Wing Commander 2 was the last (?) game where tankers are evident. They are also the last game without evident ramscoops on the majority of the ships (the Gilgamesh has some over-wing ports with red dots that seem similar). I know from fiction (End Run, Fleet Action) that ramscoops were common prior to the battle of Earth and were equipped on small patrol craft such as Ferrets. Do we know if there is a (deliberate) correlation between the lack of tankers and the visible ramscoops, and what the purpose of a tanker would be if even small craft could scavenge their own fuel?
You get a ramscoop! You get a ramscoop! Everybody gets a ramscoop! (Every Wing Commander ship has a ramscoop.)
Short answer: no, no correlation between the rise in references to ramscoops and the decline in tankers. The ramscoops are actually an Origin concept... and there are plenty of tankers in later games and stories!

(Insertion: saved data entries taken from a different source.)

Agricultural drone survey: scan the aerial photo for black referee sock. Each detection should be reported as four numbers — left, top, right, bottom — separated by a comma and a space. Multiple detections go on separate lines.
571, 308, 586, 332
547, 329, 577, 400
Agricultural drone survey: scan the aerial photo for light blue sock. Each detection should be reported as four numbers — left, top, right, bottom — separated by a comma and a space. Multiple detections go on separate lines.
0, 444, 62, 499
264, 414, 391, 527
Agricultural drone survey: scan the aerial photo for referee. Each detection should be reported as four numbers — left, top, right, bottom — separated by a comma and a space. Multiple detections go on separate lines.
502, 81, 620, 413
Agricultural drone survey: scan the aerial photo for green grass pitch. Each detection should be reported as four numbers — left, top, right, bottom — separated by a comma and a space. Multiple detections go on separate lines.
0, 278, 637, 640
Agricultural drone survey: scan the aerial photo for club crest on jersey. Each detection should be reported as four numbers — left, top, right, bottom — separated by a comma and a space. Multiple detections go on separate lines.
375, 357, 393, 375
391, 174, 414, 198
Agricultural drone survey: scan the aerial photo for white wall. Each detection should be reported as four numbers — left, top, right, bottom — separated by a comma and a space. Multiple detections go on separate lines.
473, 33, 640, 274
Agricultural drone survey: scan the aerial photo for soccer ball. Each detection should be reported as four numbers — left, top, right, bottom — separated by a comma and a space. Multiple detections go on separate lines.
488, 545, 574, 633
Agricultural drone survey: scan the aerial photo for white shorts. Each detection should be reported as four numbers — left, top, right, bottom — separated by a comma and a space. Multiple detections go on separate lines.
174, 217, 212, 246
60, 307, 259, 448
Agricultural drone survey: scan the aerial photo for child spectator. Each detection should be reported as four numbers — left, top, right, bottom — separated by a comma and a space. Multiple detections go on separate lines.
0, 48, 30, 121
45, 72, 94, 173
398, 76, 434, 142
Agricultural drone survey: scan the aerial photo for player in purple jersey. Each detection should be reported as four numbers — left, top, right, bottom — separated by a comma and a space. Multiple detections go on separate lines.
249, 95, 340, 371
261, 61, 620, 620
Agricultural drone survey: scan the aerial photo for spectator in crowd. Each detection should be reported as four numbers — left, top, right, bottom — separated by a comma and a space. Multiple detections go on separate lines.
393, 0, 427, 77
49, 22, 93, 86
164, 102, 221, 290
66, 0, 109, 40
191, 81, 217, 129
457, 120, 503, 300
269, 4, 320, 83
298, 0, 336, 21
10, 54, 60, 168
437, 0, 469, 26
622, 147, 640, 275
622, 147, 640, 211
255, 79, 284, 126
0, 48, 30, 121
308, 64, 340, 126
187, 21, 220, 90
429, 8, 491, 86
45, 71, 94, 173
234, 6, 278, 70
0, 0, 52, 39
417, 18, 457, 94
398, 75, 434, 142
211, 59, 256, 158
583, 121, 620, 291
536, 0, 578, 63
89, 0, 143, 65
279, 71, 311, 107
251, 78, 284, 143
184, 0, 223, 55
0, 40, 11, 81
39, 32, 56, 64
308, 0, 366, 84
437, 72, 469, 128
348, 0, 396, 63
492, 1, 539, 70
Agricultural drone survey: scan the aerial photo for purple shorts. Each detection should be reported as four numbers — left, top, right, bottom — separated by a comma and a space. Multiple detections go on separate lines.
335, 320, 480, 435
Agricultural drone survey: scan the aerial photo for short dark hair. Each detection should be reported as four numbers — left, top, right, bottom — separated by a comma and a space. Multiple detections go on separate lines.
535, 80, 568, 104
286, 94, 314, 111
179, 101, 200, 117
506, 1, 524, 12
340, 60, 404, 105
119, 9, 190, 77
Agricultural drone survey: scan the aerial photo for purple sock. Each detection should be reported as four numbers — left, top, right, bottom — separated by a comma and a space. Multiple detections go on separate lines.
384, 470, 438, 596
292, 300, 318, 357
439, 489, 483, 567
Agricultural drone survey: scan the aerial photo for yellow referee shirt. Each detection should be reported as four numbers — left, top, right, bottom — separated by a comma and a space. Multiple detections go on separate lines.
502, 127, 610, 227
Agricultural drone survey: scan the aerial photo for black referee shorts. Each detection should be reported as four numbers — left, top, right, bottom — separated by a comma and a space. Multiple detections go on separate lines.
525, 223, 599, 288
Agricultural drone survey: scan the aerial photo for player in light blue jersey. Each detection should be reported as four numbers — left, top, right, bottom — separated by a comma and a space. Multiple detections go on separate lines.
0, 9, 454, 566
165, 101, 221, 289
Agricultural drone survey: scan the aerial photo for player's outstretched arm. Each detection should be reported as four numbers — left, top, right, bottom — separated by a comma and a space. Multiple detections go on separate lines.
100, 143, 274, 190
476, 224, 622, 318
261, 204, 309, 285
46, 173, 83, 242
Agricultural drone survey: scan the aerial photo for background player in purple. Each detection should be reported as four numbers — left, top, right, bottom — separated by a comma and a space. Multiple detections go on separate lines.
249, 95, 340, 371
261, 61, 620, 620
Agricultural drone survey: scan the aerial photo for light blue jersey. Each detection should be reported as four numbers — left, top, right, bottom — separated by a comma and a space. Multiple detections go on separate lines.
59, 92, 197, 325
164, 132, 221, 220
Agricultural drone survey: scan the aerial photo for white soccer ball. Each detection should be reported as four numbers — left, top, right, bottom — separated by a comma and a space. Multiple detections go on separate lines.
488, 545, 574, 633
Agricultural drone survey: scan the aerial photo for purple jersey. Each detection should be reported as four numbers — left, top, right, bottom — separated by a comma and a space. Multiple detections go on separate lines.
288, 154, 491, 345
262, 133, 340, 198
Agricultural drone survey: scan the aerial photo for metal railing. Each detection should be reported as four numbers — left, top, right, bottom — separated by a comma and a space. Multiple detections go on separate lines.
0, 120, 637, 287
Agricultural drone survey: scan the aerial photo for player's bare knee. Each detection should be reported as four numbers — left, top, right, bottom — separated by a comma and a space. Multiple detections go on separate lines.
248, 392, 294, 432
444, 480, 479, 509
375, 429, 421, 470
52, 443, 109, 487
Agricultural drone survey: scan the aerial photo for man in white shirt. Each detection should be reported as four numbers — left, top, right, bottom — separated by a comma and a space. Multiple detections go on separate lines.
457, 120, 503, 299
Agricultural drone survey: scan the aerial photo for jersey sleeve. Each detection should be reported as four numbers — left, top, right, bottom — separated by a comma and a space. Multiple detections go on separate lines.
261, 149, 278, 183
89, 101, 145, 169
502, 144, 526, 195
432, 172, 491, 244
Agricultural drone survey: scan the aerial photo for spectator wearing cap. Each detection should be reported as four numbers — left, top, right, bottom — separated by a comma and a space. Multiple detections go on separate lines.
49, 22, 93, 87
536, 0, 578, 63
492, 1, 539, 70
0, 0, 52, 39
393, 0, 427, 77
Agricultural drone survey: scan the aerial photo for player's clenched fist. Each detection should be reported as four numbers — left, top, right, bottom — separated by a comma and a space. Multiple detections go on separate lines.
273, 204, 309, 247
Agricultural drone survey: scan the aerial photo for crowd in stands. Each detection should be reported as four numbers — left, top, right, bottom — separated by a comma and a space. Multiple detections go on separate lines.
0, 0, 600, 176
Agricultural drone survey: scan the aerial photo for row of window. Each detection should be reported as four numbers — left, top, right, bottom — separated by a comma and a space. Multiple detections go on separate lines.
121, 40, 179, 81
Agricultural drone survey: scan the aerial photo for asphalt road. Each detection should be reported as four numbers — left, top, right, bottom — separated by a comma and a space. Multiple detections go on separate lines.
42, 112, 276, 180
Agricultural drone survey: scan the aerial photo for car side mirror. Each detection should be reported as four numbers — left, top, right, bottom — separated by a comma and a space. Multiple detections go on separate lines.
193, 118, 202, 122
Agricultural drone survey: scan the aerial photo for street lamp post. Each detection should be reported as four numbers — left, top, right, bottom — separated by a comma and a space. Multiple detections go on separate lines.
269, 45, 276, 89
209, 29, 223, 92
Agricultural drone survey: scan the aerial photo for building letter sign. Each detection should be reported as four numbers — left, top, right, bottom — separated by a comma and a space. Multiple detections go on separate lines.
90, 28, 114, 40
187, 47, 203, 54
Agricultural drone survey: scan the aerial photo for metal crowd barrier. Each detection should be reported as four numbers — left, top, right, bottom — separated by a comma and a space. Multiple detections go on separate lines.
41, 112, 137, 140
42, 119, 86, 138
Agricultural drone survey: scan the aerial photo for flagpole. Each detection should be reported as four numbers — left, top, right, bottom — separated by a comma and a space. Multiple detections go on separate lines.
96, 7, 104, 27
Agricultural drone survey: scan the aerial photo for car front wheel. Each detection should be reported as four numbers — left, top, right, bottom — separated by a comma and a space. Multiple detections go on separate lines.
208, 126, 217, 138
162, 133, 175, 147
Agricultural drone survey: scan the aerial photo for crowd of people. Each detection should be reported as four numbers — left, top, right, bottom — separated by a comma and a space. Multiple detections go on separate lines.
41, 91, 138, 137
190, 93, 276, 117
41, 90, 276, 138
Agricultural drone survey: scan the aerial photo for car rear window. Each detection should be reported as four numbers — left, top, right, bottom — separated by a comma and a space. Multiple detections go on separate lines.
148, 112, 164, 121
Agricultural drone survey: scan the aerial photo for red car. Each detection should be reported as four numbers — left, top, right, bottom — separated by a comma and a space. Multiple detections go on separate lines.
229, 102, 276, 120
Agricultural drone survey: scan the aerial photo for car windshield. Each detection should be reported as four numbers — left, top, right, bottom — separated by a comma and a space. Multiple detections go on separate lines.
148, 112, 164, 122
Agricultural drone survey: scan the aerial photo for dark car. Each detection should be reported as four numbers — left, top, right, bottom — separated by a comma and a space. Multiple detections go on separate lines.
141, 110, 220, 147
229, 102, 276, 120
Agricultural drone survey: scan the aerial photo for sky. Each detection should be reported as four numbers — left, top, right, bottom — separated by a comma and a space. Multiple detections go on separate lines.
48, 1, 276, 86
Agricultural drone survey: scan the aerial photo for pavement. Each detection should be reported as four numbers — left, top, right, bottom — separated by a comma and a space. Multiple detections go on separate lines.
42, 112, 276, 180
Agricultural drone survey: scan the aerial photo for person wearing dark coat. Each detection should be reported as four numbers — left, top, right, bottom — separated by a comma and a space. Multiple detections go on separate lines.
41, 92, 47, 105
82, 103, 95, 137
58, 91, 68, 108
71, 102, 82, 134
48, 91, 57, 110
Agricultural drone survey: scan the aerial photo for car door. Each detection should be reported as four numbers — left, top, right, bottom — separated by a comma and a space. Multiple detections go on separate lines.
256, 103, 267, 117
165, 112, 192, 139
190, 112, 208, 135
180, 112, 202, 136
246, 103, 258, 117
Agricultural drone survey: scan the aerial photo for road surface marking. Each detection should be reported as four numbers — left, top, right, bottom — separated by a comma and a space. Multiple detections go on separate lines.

I believe the ramscoop idea first appeared in the 1991 licensing bible, which is why it's so prevalent in the novels. It was the handwavium that Origin came up with circa Wing Commander 2 to explain how the ships work... and writers like Dr. Forstchen who had never played the game assumed it was a big part of the lore.
The concept is that the ramscoops slowly take in hydrogen which allows the ships to maintain their cruising speeds like a real aircraft (versus real spacecraft, which carry a few seconds worth of fuel and mostly travel based on momentum and orbital mechanics)... which is what you see in the games.
Faster speeds (especially afterburners) burn down your fuel much more quickly than the ramscoops can hope to replenish your tanks. Then the other thing that burns fuel quickly is jumping. It's not a coincidence that the tankers we 'interact' with in Wing Commander II and Prophecy are there to replenish fuel used during jumps and afterburners, respectively.
As we see in Action Stations, a ship that runs out of fuel is essentially screwed--it needs to idle for days/weeks/months to scoop in enough hydrogen to fly anywhere again. (Note also that regular flying isn't a 1:1 thing... in continuity you do eventually run out of fuel. It's just a way to make the spacecraft behave more like fighter planes.)
What you're seeing with the clear 'intakes' in Wing Commander III forward is a conscious attempt on the part of the designers to have a unified design for the ships, per Chris Roberts' edict that the designs be more "realistic".
WC3 also has tankers (the Torgo Behemoth series). I don't recall any tankers in WC4 (hopefully my memory is working since I just replayed it this weekend).
No tankers in WC4, although you are specifically ordered to land between attacks on the Vesuvius for refueling. And Peleus is "a major source of fuel".
Also relevant to the original question--tankers actually show up in every single Baen novel (and Pilgrim Truth).